Tirei a arma da cintura e apontei na direção deles. O homem alto estancou e os outros três pularam no mato e se esconderam.
• Acho que os seus amigos te deixaram na mão - eu disse rindo e ainda com a arma em punho
O cara me olhava meio apreensivo, mas não fugia. Dei uma boa olhada nele e percebi que era só um sujeito tentando escapar com a família. As mulheres eram visivelmente suas esposa e filha e os outros homens deviam ser parentes ou amigos. Senti que não precisava ter medo.
o Escuta aqui – eu disse – pode até ser que eu me arrependa, mas eu sou de paz. Não estou a fim de fazer mau pra ninguém.
o Eu vi você matando o Lúcio – disse um cara jovem que estava saindo de traz da moita
o Eu acho que matei dois hoje, mas eu nunca havia machucado ninguém antes. Eles eram seus amigos? Eu perguntei
o O cara que você bateu na cabeça, eu conhecia. Ele era um viciado lá na rua em que a gente morava, mas não fazia mal pra ninguém.
o Eu não sabia. Ele tentou roubar minha mochila e eu tive que me defender.
o Não pareceu não. Quando ele já tava caído, eu vi você arrebentar a cabeça dele.
o Já disse, eu não queria fazer aquilo, mas num dia como hoje meu chapa. Não dá pra vacilar. Vocês mesmo não queriam me pegar de surpresa na ponte?

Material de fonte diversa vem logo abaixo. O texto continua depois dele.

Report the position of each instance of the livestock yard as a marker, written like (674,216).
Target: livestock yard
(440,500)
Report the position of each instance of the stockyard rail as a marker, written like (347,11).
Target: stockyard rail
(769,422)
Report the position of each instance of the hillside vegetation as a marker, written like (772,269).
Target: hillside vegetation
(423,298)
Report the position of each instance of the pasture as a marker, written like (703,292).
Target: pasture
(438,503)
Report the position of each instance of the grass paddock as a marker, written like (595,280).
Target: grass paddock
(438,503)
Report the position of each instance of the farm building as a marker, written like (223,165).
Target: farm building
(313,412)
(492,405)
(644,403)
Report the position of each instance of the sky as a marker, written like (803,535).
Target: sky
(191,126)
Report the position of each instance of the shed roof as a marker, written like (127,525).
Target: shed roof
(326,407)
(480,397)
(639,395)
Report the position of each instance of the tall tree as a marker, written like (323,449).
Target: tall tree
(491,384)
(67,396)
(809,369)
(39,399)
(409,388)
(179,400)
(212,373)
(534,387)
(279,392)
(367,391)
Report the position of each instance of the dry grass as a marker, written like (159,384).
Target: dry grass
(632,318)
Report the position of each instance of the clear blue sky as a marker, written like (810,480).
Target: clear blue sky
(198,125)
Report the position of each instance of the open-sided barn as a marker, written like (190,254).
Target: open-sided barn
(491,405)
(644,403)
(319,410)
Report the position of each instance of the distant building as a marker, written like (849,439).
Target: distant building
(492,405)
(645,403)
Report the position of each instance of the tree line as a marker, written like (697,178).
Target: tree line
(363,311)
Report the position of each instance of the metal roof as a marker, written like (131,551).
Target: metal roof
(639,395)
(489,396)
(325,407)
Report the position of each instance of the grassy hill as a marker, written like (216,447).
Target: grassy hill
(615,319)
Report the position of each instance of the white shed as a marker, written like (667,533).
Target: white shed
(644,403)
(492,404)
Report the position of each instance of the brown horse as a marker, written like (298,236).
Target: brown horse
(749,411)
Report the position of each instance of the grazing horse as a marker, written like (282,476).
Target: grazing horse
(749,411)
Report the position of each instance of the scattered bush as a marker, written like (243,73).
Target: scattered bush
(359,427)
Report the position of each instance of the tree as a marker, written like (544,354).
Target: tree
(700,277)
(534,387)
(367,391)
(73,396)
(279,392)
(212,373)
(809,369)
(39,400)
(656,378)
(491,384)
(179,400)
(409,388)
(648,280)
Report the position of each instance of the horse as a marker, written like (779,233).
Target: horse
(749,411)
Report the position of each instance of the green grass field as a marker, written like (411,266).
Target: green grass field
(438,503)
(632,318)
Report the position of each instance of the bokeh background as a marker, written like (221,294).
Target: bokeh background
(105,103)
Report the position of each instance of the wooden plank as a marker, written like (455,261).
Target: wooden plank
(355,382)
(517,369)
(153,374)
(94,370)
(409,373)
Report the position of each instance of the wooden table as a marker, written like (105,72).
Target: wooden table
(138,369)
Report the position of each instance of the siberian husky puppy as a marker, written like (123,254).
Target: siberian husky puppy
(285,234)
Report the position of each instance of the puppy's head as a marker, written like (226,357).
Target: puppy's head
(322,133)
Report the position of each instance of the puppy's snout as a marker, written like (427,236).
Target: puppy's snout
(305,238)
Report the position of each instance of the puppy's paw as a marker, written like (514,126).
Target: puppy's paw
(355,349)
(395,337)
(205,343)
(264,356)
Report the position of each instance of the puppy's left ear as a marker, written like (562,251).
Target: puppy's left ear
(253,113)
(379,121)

Houve um silêncio e eu olhei profundamente nos olhos do homem alto enquanto me aproximava, ainda segurando a pistola. Tentava fazer com que ele entendesse que eu não queria fazer mal. Quando cheguei a uns cinco metros dele, eu o ouvi dizer:
o Abaixa a arma. Nós não estamos armados
o Vocês são muitos – eu respondi
o A gente não quer briga
Guardei a arma na cintura, me aproximei e estendi a mão, que ele aceitou. Logo em seguida os outros homens se aproximaram e nós nos cumprimentamos e fomos andando em direção às mulheres.
o Sabe - Eu disse - acho que é melhor a gente sair da estrada de ferro. Daqui a pouco vai chegar Mogi das Cruzes e eu acho que vai ser barra pesada atravessar a cidade.
o Pra onde então? - Disse o homem alto
o Vamos andando em direção ao norte – Eu peguei minha bússola e localizei onde estávamos no mapa - Se a gente for por ali vamos passar por perto de Santa Isabel e pelo caminho é quase tudo chácara e sítio.
Ele demorou pra responder, mas por fim concordou. Fomos caminhando pelo meio de algumas pastagens, hortas e pequenas ruas. Quase não víamos ninguém no caminho e na maioria das vezes, as pessoas nos viam e se escondiam em suas casas. Ao anoitecer começamos a procurar um lugar para pernoitar e felizmente encontramos.
Olhei para o sudoeste, onde ficava São Paulo e não havia mais um cogumelo no céu. A Nuvem negra, sob o sol poente era acinzentada e meio marrom. O vento a levava para oeste, para os lados de Osasco e Barueri. A nuvem indo para outros lados, matar outras pessoas, mas nós ainda não estávamos garantidos, Pode haver outras e o vento ainda pode mudar. Pelo menos eu não estava vendo nuvens de chuva.
Olhei para a nuvem negra e fiz uma prece de agradecimento, pela vida que eu sentia pulsar dentro de mim, como nunca antes.